However, in a statement on Tuesday EY’s IPO head Scott McCubbin said there were shoots of recovery beginning to appear in the market.
“Challenging market conditions, compounded by high inflation and rising interest rates, have meant IPO activity has continued to face obstacles,” he added.
“However, there are reasons to be positive – several companies which had delayed their IPOs earlier this year are now making plans to be ‘IPO ready’ for when headwinds ease.”
Hopes have begun to grow that the IPO window could swing back open after a number of high-profile floats including chipmaker Arm and the impending listing of sandalmaker Birkenstock.
Cash raised in North America, including Canada surged 159 per cent in 2023, raising $19.3bn in total. Global IPO numbers have declined sharply however. Cash raised globally fell 32 per cent year-on-year in the third quarterto $101.2bn.

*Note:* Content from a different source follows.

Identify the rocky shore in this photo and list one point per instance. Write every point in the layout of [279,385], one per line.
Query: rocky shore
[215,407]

“There is an uptick in activity in the US IPO market, which normally has a positive knock-on impact in other markets, so we anticipate a rebound in activity in 2024,” McCubbin added.

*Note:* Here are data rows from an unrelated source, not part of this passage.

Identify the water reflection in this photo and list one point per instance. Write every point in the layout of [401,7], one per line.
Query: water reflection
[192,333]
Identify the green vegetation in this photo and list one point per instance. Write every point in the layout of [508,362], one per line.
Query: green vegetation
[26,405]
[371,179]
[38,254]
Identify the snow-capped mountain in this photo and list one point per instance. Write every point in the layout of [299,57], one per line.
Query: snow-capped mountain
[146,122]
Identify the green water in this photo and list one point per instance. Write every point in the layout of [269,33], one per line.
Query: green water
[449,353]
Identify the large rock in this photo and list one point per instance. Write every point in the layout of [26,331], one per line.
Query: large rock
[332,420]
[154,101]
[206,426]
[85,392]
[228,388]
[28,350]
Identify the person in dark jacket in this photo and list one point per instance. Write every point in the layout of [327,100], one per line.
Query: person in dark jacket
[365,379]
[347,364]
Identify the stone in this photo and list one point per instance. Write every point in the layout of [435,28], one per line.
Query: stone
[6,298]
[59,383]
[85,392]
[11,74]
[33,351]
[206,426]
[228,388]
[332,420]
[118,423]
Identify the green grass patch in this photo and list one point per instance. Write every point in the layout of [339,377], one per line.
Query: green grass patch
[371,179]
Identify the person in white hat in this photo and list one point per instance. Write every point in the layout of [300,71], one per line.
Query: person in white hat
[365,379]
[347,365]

Ministers and London Stock Exchange officials have pushed through a number of reforms over the past three years in the hopes of reviving the appeal of the City. The London Stock Exchange has come under fire this year as a slew of firms ditch their London listings in favour of New York.
Julia Hoggett, London Stock Exchange chief, told City A.M. last month the bourse would fight for every listing.